Home Depot Inc (HD): Hands-On Amazon Alternative
Each of these three stocks has something unique about its brick-and-mortar business that serves as an Amazon repellent. HD has successfully thwarted AMZN’s intrusion in several ways.
First, HD sells a lot of extremely large items that are difficult to ship efficiently in small quantities.
In addition, HD’s customer base tends to be very hands-on. HD shoppers prefer to get a feel for what they are buying for their homes in-store rather than relying exclusively on photos and customer reviews.
Finally, HD is no slouch itself when it comes to e-commerce. In fact, HD operates one of the 10 largest e-commerce businesses in the U.S. based on revenue.
With a delayed Millennial housing boom only beginning, HD’s market looks poised to deliver long-term growth in coming years. The retail giant is one of few that have delivered impressive 20%-plus revenue growth in the face of competition from Amazon.
Ulta Salon, Cosmetics & Fragrance (ULTA): On-Site Expertise
ULTA has also figured out a way to offer in-store customers something that AMZN cannot: interactive experts. ULTA shoppers often like to try different makeup styles and brands while shopping. They can also get instant, personalized feedback and advice from in-store experts.
According to Piper Jaffray analyst Stephanie Wissink, the experts are “floating artists and sales people who can talk intelligently about a beauty trend who aren’t (commissioned) to sell you a specific brand.”
Clearly, customers enjoy the in-store ULTA experience. The retail stock’s bottom line reflects that success. Last quarter, ULTA delivered 23.7% revenue growth and an impressive 38.8% e-commerce growth.

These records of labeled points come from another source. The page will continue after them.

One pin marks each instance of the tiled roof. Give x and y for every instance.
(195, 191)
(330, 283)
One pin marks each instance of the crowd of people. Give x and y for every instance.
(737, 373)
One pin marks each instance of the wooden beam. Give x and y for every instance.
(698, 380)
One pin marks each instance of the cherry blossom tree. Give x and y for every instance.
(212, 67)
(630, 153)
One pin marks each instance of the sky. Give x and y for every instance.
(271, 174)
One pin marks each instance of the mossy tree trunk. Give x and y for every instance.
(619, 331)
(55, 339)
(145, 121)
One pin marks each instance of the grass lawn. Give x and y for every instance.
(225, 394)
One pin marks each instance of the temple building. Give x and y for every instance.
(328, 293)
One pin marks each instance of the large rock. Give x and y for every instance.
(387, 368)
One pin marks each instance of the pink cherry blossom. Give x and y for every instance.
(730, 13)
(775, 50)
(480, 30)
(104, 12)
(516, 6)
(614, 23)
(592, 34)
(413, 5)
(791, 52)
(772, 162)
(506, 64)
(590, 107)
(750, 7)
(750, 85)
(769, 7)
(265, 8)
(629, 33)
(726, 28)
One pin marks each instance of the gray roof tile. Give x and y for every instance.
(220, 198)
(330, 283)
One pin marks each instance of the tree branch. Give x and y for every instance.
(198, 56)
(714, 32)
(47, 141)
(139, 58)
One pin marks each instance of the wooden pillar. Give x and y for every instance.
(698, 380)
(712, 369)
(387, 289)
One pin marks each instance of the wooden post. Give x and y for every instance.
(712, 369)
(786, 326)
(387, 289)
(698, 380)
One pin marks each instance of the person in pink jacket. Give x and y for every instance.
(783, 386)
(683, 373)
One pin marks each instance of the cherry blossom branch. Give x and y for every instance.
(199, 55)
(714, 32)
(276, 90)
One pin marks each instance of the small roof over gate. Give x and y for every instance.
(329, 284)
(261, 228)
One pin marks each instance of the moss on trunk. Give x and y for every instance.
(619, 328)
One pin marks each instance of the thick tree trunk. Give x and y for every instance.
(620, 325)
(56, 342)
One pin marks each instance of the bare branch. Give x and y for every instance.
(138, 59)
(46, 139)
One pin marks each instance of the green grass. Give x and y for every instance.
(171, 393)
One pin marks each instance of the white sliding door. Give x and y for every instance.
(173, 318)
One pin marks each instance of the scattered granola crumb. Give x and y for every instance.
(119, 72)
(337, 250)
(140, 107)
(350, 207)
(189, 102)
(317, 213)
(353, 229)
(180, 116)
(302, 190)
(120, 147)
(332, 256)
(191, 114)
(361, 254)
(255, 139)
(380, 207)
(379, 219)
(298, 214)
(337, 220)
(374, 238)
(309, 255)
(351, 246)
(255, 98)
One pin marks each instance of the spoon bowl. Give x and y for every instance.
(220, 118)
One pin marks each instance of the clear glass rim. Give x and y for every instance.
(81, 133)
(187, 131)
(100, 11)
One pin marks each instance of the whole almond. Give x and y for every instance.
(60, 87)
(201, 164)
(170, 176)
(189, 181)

In addition, the company is collecting valuable data on its 18 million Ultamate Rewards members. ULTA is learning about shopping habits and constructing personalized sales messages. It seems to be embracing the best of both the in-store and online retail environments.
Clearly, not even AMZN can slow the company down.
O’Reilly Automotive Inc (ORLY): Undisruptable
Roughly two-thirds of ORLY’s sales go to professional auto repair buyers. These buyers don’t want parts in 24 hours or even in one hour. They want parts now. Otherwise, they will be sitting around the garage losing money.
The “big four” auto parts suppliers have distribution networks set up around the country that can typically deliver parts in about a half hour. It would be very difficult for AMZN to do it any better.
For larger customers like car dealerships and do-it-yourself customers who can afford to wait until the weekend, AMZN’s free shipping can likely undercut ORLY’s prices. However, discount online auto parts stores like RockAuto.com have been around since the late 1990s. If these online retailers haven’t hindered ORLY’s growth, why should Amazon? Once again, it seems there is very little for Amazon to disrupt.
Of the “big four” auto parts retail stocks, ORLY has the best annual earnings growth over the last five years (25.4%). It also has the highest projected annual earnings growth over the next five years (15.4%).
In April, ORLY reported 10% revenue growth for Q1. Shareholders shouldn’t be concerned that AMZN will be taking away that growth anytime soon.
As of this writing, Wayne Duggan had no positions in any of the stocks mentioned.